GeoGuessr Image Geolocation Model
Predicting latitude & longitude from a single image using deep learning. Built with ResNet-based classifiers, stratified sampling, and continent-level regressors.

Project Overview
Related Fields
Deep Learning, Computer Vision, Geospatial ML, Transfer Learning
Methods
ResNet/ViT modeling, Haversine loss, stratified sampling, sub-regressors
Dataset
OSV-5M (4.89M street-view images across 220+ countries)
Motivation
Humans use subtle cues to guess geographic location: vegetation, soil color, road markings, architecture, sun direction, and even license-plate shape.
Our goal: Can a model do the same from a single image?
- Predict latitude & longitude directly (regression)
- Leverage continent-level priors
- Handle extreme geographic imbalance in OSV-5M
Dataset & Data Cleaning

OSV-5M provides nearly five million raw street-view images, but its extreme size makes training difficult. A single 25-epoch run would take multiple days.
To make training feasible, we created a:
- 150,000-image stratified subset preserving the geographic distribution of the full dataset
- Training time reduced from 2+ days → 2.5 hours
- Balanced across 6 continents and 220+ countries
- Increase the size of subsets and test on the increasing subsets step by step
Baseline: Bias Regressor
We started with a simple baseline: predict the same (lat, lon) for every image (the dataset mean).
- Latitude mean: 32.94°
- Longitude mean: -11.29°
- Average Haversine distance: 6195.97 km
This baseline lets us evaluate whether any new approach beats a naïve global prior.
Approach 1 - Global ResNet Regressor
5-layer regressor on the extracted features from ResNet18
First approach model architectureWe used a pretrained ResNet-18 backbone and added a 5-layer regressor head to predict (latitude, longitude) directly.
However, we learned:
- 1. The world is too large for a single regressor
- 2. Europe and Oceania look visually similar
- 3. South America and South Asia frequently get confused
- 4. Model often predicts locations in the ocean
Approach 2 - Country Classifier (ViT & ResNet50)
We experimented with a full country classifier.
Why not Vision Transformers?
- Though ViT performs best with very large, clean datasets, but our time and source constraints limited us
- OSV-5M is noisy and globally imbalanced
- Training ViT was slow and accuracy resembled random guessing
Why ResNet50?
- Stronger for natural imagery
- More efficient to fine-tune
- Better generalization on the subset
Why we didn't use ResNet50 and Country Classifier?
- We got really high training accuracy (98%), but validation accuracy was only 59.83%, which indicates overfitting
- OSV-5M has a large number of images concentrated on a few countries
- Country classifier is more complex and requires more fine-tuning
Final Approach - Continent Classifier + Sub-Regressors

Our final architecture splits the world into logical regions:
- Stage 1 — Continent Classifier (RouterNet)
- Stage 2 — 6 continent-specific regressors
Each regressor fine-tunes the ResNet-18 backbone on its own regional dataset.
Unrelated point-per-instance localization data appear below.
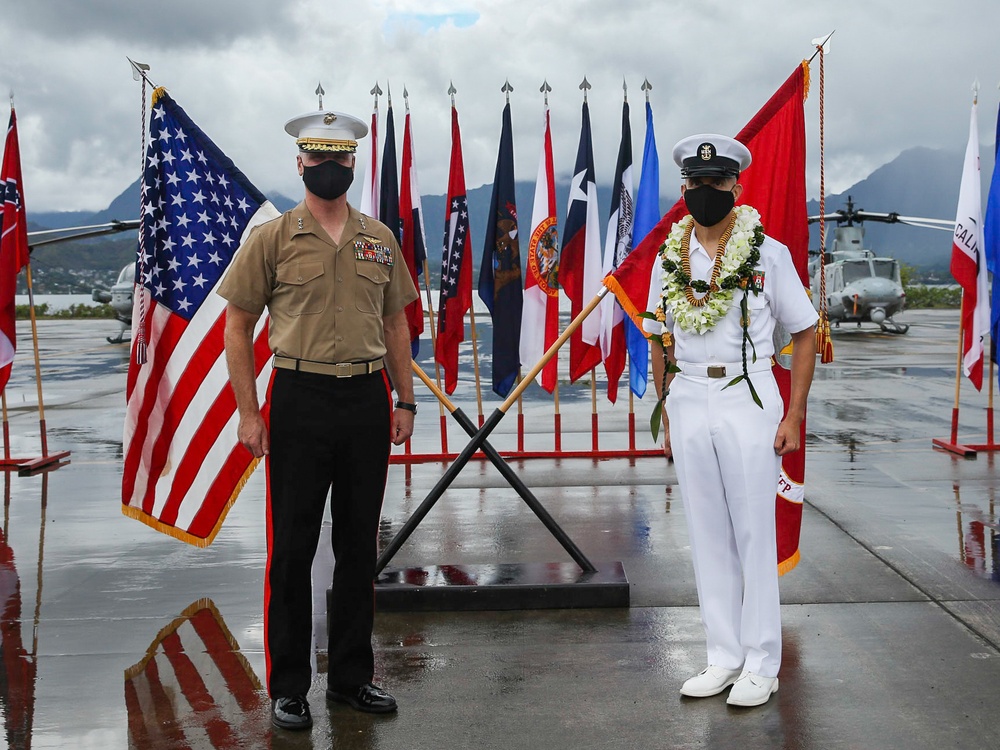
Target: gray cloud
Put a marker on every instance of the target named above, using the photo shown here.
(894, 79)
(178, 24)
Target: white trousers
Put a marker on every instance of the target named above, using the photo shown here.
(723, 447)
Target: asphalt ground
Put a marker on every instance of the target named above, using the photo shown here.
(115, 636)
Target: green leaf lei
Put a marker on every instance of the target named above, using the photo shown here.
(734, 268)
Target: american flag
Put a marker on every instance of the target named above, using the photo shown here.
(183, 464)
(456, 266)
(194, 688)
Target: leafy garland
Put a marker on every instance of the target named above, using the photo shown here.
(735, 261)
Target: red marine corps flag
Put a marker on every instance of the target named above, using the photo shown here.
(13, 246)
(775, 184)
(456, 265)
(413, 242)
(184, 465)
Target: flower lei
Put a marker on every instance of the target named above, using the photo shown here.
(738, 255)
(734, 265)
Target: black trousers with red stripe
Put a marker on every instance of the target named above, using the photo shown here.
(325, 432)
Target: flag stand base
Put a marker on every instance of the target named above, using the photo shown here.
(512, 586)
(34, 465)
(966, 451)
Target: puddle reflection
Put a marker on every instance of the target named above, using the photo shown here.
(18, 665)
(194, 688)
(978, 541)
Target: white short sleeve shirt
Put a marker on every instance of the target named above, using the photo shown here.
(783, 300)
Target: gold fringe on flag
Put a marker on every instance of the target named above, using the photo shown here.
(196, 541)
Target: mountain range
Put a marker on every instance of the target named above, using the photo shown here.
(918, 182)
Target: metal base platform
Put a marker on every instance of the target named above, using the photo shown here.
(501, 587)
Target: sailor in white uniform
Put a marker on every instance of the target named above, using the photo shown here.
(726, 439)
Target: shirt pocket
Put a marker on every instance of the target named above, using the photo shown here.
(372, 283)
(304, 286)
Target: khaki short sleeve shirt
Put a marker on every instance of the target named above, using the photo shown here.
(327, 301)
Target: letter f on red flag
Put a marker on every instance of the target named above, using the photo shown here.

This drastically improves accuracy, especially in well-represented regions such as:
- North America
- Central Europe
- Middle East
Final Output
We deployed the model on HuggingFace Spaces for interactive testing. The model shows strong performance when visual cues align with dataset density. You can try our model here: GeoLocator - Predict latitude/longitude from an image
Strengths
- Predicts with very little context
- Succeeds in regions with strong visual identity (e.g., Middle East)
- Good at densely represented areas of the dataset
Weaknesses
- Cannot understand languages, signs, or landmarks
- Confuses regions with similar vegetation or architecture
- Still predicts ocean locations occasionally
Lessons Learned
- Big datasets require strategy (sampling, subsets, caching)
- Model choice matters — ViT is not always the answer
- Decompose complex problems (classification → regression)
- Geolocation requires both coarse and fine reasoning
Related Work
- PIGEON (Haas et al., 2024) — Geolocation using semantic geocells.
- GeoLocSFT (Yi & Shan, 2025) — Fine-tuning multimodal models for geolocation.
- IMAGEO-Bench (Li et al., 2024) — Benchmarking LLMs for spatial reasoning.